From the Editors
After probably the strangest year that most of us have ever experienced, London is starting to feel more familiar. There are lighted office windows around Hoxton Square, and there’s traffic again in Old Street, now including shoals of bikes, some darting in and out of the cars and vans like minnows, some wobbling dangerously. There are a lot of new and inexperienced bike riders in London these days, and whether you’re walking or driving you have to look out. At Slightly Foxed the office is buzzing, and readers and contributors have been active too, putting pen to paper, or rather finger to key, to give the two of us plenty to read after lockdown. Sadly we had to cancel Readers’ Day this year, but we’ve booked the Art Workers’ Guild for 6 November 2021, and we look forward very much to seeing you there.
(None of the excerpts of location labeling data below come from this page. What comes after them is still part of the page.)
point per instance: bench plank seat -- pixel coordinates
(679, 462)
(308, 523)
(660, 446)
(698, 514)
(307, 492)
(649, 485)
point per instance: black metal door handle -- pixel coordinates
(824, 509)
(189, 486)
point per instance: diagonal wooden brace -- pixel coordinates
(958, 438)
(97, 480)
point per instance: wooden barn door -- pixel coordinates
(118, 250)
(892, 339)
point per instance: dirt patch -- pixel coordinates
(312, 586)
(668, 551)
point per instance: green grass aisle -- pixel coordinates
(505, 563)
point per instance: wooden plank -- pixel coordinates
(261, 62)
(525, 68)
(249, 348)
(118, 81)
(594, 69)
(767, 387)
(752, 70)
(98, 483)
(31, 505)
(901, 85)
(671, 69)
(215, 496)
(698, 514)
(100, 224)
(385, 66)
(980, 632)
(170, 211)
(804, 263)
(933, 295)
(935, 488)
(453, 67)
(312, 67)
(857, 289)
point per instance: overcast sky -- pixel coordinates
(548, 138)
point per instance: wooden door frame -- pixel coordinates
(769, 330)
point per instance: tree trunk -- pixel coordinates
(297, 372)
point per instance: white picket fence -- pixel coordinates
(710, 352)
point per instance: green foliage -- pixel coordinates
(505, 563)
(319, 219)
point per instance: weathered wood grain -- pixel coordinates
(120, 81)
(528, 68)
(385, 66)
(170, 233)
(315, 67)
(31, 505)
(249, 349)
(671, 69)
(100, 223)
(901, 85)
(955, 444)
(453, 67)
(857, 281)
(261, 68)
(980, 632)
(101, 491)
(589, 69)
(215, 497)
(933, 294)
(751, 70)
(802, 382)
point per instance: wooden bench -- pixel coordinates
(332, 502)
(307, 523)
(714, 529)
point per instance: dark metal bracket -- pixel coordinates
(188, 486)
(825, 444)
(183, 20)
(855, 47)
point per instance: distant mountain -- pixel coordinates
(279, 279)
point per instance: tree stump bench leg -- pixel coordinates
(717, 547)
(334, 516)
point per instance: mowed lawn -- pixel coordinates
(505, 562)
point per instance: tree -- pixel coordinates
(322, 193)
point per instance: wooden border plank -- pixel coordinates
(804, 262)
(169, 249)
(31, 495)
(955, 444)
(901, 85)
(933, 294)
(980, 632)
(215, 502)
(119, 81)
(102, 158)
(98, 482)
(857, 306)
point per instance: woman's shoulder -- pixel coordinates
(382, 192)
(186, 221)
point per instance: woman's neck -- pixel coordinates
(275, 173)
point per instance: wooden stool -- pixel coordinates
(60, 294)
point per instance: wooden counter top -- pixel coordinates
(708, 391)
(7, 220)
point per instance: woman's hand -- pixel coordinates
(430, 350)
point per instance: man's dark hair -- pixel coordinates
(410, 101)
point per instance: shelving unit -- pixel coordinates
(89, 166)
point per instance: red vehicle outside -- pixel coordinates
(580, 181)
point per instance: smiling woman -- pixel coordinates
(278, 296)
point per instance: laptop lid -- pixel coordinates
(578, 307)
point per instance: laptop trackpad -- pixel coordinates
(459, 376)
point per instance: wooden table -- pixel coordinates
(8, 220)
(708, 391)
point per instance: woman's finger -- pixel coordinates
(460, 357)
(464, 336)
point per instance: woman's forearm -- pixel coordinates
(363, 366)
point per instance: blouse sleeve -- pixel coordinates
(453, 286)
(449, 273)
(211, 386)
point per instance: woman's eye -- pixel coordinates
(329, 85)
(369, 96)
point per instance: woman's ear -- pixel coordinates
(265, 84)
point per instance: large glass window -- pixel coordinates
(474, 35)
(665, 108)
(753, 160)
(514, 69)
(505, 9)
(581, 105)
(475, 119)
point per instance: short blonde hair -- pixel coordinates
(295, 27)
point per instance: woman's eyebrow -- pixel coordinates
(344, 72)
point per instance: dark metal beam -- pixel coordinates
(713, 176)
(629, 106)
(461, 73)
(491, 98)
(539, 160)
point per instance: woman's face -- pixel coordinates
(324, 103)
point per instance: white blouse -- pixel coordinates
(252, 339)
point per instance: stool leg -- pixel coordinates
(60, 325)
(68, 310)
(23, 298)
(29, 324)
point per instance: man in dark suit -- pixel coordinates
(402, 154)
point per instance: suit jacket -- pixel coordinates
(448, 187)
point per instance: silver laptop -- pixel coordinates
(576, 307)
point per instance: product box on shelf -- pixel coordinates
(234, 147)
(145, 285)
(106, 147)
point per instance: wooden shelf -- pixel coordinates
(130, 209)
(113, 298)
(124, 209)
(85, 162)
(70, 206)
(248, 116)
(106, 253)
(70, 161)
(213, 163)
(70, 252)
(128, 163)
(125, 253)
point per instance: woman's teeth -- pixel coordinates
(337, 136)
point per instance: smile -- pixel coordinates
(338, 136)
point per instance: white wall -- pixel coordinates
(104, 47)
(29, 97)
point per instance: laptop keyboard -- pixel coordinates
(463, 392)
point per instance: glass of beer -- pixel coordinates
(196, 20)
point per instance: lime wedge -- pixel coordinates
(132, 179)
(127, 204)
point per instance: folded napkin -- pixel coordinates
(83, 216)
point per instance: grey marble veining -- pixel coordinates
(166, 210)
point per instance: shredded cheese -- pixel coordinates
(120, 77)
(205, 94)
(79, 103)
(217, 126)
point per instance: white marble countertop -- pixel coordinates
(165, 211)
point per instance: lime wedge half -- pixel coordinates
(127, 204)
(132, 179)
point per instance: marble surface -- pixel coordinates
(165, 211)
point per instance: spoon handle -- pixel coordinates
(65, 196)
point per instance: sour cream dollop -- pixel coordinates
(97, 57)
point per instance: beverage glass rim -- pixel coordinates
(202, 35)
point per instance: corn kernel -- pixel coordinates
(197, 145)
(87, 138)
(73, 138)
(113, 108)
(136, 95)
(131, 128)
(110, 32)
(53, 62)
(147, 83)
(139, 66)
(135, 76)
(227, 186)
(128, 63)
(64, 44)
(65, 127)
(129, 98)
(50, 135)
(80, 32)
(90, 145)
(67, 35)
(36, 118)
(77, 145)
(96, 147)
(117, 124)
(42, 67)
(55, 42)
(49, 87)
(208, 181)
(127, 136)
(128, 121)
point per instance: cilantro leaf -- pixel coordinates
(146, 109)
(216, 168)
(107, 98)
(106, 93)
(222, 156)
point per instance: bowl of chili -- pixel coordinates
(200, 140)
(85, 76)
Despite everything and thanks to you, we’ve had a busy autumn. Roger Hudson’s An Englishman’s Commonplace Book has struck a note with many of you, perfect as a Christmas present or simply something to cheer yourselves up. A piquant mix of thoughts, contemporary accounts and observations from many different historical sources collected over forty years, it’s amusing, surprising and thought-provoking.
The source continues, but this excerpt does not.